Первая попытка пошутить:
— Привет, унтер-офицер Мальке!
Шутка не удалась.
— Я здесь дожидаюсь Клозе. Он где-то на уроке математики.
— То-то он обрадуется.
— Мне надо поговорить с ним о докладе.
— Ты уже был в зале?
— Мой доклад разработан от слова до слова.
— Уборщиц видел? Они там скамейки надраивают.
— Мы потом с Клозе туда заглянем и решим, как лучше расставить стулья на подиуме.
— Он будет очень доволен.
— Я сделаю все от меня зависящее, чтобы читать доклад только ребятам, начиная с четвертого класса и старше.
— А Клозе знает, что ты ждешь его здесь?
— Секретарша фройляйн Хершинг доложила ему.
— То-то он будет рад.
— Доклад я сделаю краткий, но содержательный.
— Слушай, старик, как ты это получил за такой короткий срок?
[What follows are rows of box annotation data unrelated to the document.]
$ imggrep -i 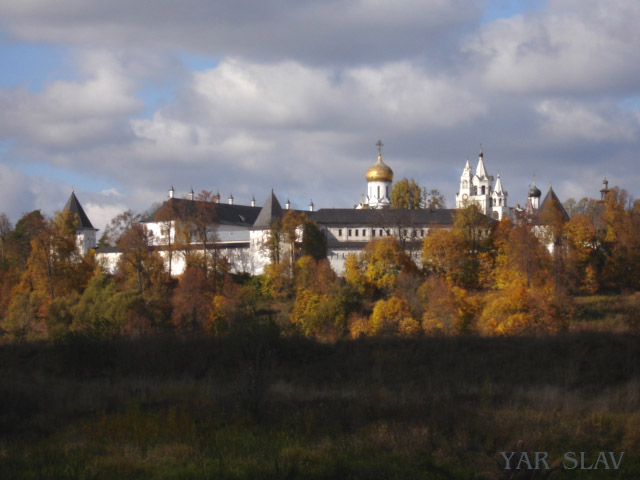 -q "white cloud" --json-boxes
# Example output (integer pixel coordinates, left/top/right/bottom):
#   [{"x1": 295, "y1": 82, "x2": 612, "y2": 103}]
[
  {"x1": 536, "y1": 100, "x2": 639, "y2": 143},
  {"x1": 467, "y1": 0, "x2": 640, "y2": 93}
]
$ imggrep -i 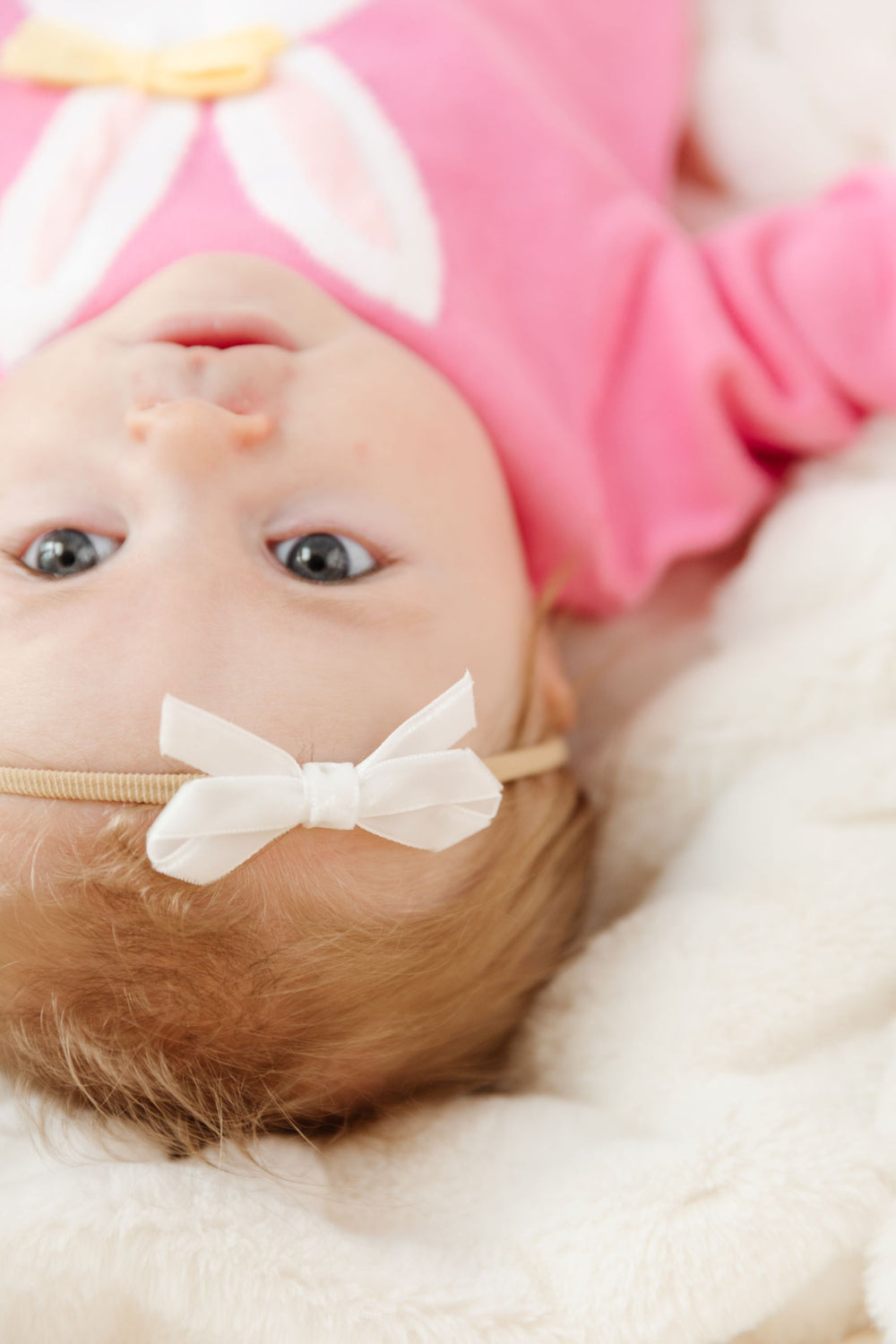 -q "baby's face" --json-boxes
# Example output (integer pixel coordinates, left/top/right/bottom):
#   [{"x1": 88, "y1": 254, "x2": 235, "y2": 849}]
[{"x1": 0, "y1": 255, "x2": 532, "y2": 771}]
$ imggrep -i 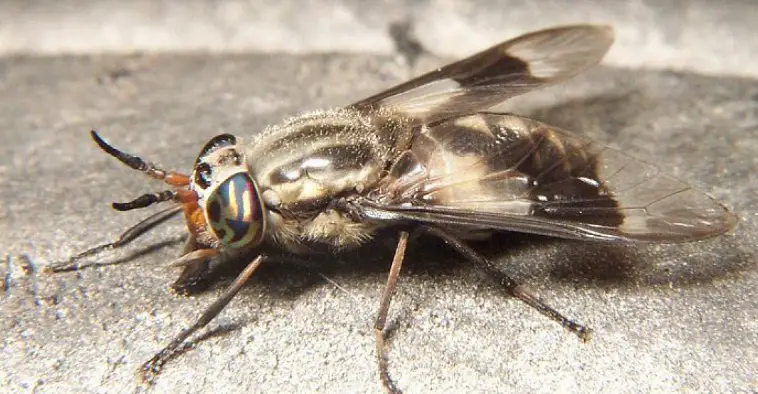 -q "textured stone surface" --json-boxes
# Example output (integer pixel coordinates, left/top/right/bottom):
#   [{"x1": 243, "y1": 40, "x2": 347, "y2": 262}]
[{"x1": 0, "y1": 49, "x2": 758, "y2": 393}]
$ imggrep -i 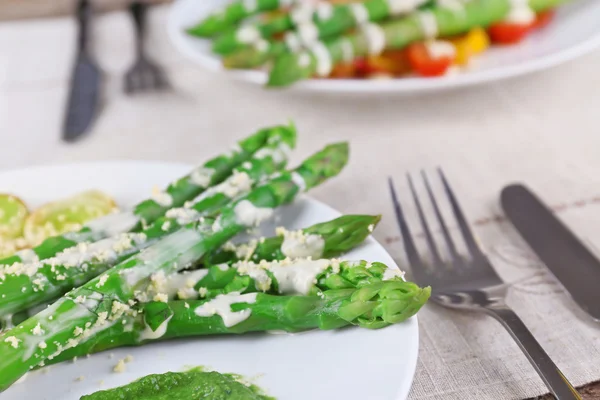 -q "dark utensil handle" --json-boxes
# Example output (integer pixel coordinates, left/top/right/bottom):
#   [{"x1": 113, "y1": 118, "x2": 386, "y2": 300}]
[
  {"x1": 76, "y1": 0, "x2": 92, "y2": 53},
  {"x1": 485, "y1": 306, "x2": 581, "y2": 400},
  {"x1": 129, "y1": 1, "x2": 148, "y2": 54}
]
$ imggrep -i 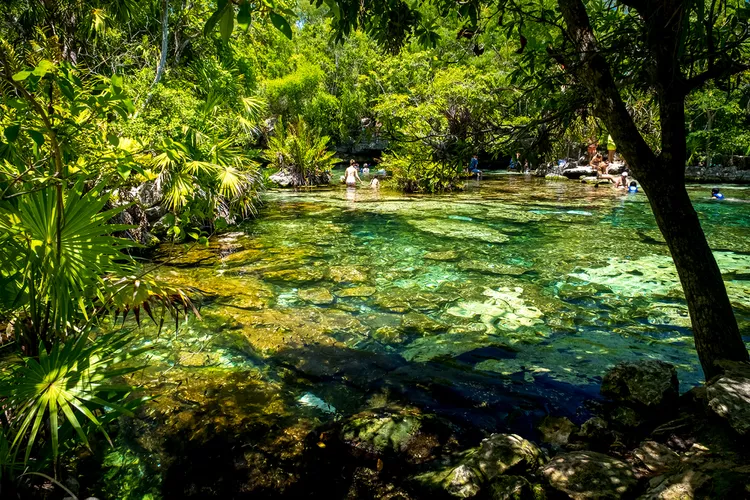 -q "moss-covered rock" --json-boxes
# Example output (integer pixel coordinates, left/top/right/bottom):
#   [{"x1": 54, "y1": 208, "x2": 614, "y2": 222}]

— Милый мой Пиленц, наберись терпения: в моем докладе будут затронуты все проблемы, связанные с наградами.
— То-то Клозе порадуется.
— Я его попрошу не вводить меня в зал и не представлять.
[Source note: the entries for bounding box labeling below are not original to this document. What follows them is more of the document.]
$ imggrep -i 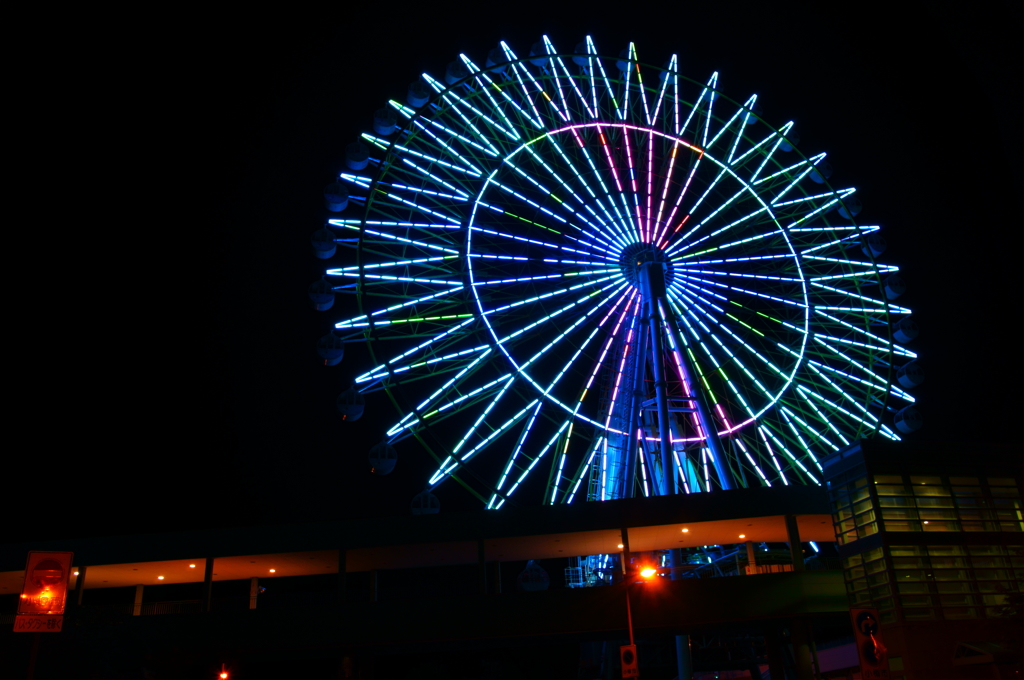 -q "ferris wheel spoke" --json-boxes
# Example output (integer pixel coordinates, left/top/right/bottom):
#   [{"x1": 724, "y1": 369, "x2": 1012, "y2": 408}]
[
  {"x1": 663, "y1": 294, "x2": 788, "y2": 419},
  {"x1": 423, "y1": 74, "x2": 502, "y2": 158},
  {"x1": 671, "y1": 294, "x2": 800, "y2": 400},
  {"x1": 335, "y1": 287, "x2": 464, "y2": 329},
  {"x1": 513, "y1": 52, "x2": 569, "y2": 125},
  {"x1": 387, "y1": 346, "x2": 495, "y2": 438},
  {"x1": 676, "y1": 71, "x2": 718, "y2": 142},
  {"x1": 495, "y1": 418, "x2": 571, "y2": 509},
  {"x1": 708, "y1": 94, "x2": 758, "y2": 166},
  {"x1": 805, "y1": 374, "x2": 877, "y2": 438},
  {"x1": 763, "y1": 410, "x2": 821, "y2": 484},
  {"x1": 647, "y1": 54, "x2": 679, "y2": 125},
  {"x1": 814, "y1": 336, "x2": 913, "y2": 401},
  {"x1": 779, "y1": 394, "x2": 840, "y2": 454},
  {"x1": 459, "y1": 54, "x2": 522, "y2": 142},
  {"x1": 487, "y1": 164, "x2": 611, "y2": 250},
  {"x1": 520, "y1": 144, "x2": 625, "y2": 246},
  {"x1": 470, "y1": 216, "x2": 615, "y2": 264},
  {"x1": 362, "y1": 129, "x2": 483, "y2": 177},
  {"x1": 814, "y1": 308, "x2": 906, "y2": 351},
  {"x1": 499, "y1": 292, "x2": 635, "y2": 507},
  {"x1": 792, "y1": 224, "x2": 880, "y2": 256},
  {"x1": 810, "y1": 281, "x2": 910, "y2": 314},
  {"x1": 355, "y1": 317, "x2": 476, "y2": 383},
  {"x1": 541, "y1": 36, "x2": 572, "y2": 121},
  {"x1": 487, "y1": 294, "x2": 634, "y2": 507},
  {"x1": 399, "y1": 94, "x2": 501, "y2": 160},
  {"x1": 778, "y1": 407, "x2": 839, "y2": 464},
  {"x1": 797, "y1": 385, "x2": 850, "y2": 447},
  {"x1": 428, "y1": 376, "x2": 537, "y2": 490}
]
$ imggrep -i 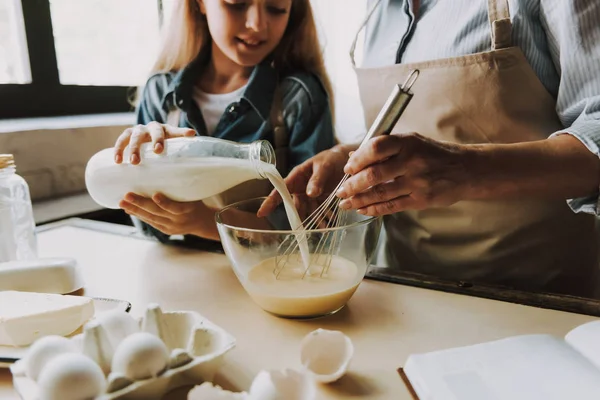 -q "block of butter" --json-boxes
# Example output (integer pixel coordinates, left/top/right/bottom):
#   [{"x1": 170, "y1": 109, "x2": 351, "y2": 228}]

— Ты хочешь, чтобы это сделал Малленбрандт?
— Пусть служитель оповестит о докладе, и баста.
— Но он…
Звонок запрыгал с этажа на этаж и положил конец урокам во всех классах гимназии. Мальке только сейчас широко раскрыл оба глаза. Короткие его ресницы стояли торчком. Несмотря на позу, с виду небрежную, он изготовился к прыжку. В спине я ощутил какое-то неприятное чувство и стал вполоборота к стеклянному ящику — в нем больше не было серой кошки, была черная, на своих белых лапках она неустанно подкрадывалась к нам, ее белая манишка блестела. Чучела кошек умеют красться лучше, чем живые кошки. На маленьком картонном щитке каллиграфическим почерком было выведено: «Кошка домашняя». Я заговорил, не поворачиваясь к окну, потому что после звонка стало слишком тихо и кошка приобретала все большее, все большее значение, сначала я отпустил какую-то шутку, еще одну, потом что-то сказал о его матери и тетке, сказал, чтобы его ободрить, несколько слов о его отце, о паровозе отца, о гибели отца под Диршау и посмертном награждении медалью «За храбрость»:
— Будь твой отец жив, как бы он радовался.
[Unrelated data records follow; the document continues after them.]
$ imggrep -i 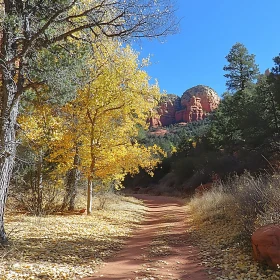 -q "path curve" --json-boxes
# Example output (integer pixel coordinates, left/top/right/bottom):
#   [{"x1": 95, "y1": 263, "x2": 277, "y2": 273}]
[{"x1": 84, "y1": 195, "x2": 210, "y2": 280}]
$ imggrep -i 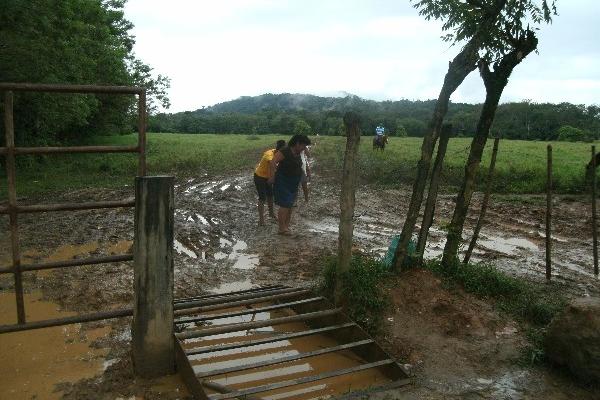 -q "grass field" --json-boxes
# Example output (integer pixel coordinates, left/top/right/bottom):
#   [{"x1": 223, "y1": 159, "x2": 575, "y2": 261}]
[{"x1": 0, "y1": 133, "x2": 590, "y2": 199}]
Но прежде чем я успел заклясть отца и кошку отговорить от мыши, между нами возник директор Вальдемар Клозе со своим неокрашенным голосом. Клозе его не поздравил, не обратился к нему как к унтер-офицеру и кавалеру ордена, не сказал даже: «Господин Мальке, я очень рад вас видеть», а небрежно, поначалу выказав подчеркнутый интерес к моей деятельности на трудовом фронте и к ландшафтным красотам Тухельского болота — как-никак это родина Лёнса, бросил несколько обязательных слов в воздух, поверх его пилотки:
— Вот видите, Мальке, значит, вам многое удалось. Были вы уже в школе Хорста Весселя? Мой уважаемый коллега господин доктор Вендт будет весьма и весьма рад. Думаю, вы не преминете сделать небольшой доклад вашим бывшим соученикам, дабы укрепить их веру в наше оружие. Разрешите попросить вас на минуту ко мне в кабинет.
И Великий Мальке с почтительным видом последовал за директором Клозе в его кабинет и в дверях сорвал пилотку со своей щетинистой шевелюры. Выпирающий затылок, гимназист в военной форме, готовящийся к серьезному разговору, результата которого я не дождался, хотя мне очень хотелось знать, что после этого разговора скажет уже совсем проснувшаяся предприимчивая мышь кошке, хоть и обращенной в чучело, но все еще крадущейся.
Вонючий маленький триумф: опять моя взяла. Ну, погоди! Но он не пожелает уступить, не пожелает пожелать. Я помогу ему. Надо будет поговорить с Клозе. Я подыщу слова, которые дойдут до сердца. Жаль, что они спровадили в Штутхоф папашу Бруниса. Он со своим старым Эйхендорфом в кармане поддержал бы его.
Но Мальке никто не мог помочь. Может быть, если бы я поговорил с Клозе… Но ведь я говорил с ним, целых полчаса мое лицо обдували мятные слова, а под конец я вполголоса, робко вставил:
— По-человечески вы, наверно, правы, господин директор. Но нельзя ли было бы ввиду… в этом особом случае… С одной стороны, я вполне вас понимаю. Основополагающий фактор: порядок во вверенном вам заведении. Ничто, конечно, не забывается, но с другой стороны… и еще потому, что он так рано потерял отца…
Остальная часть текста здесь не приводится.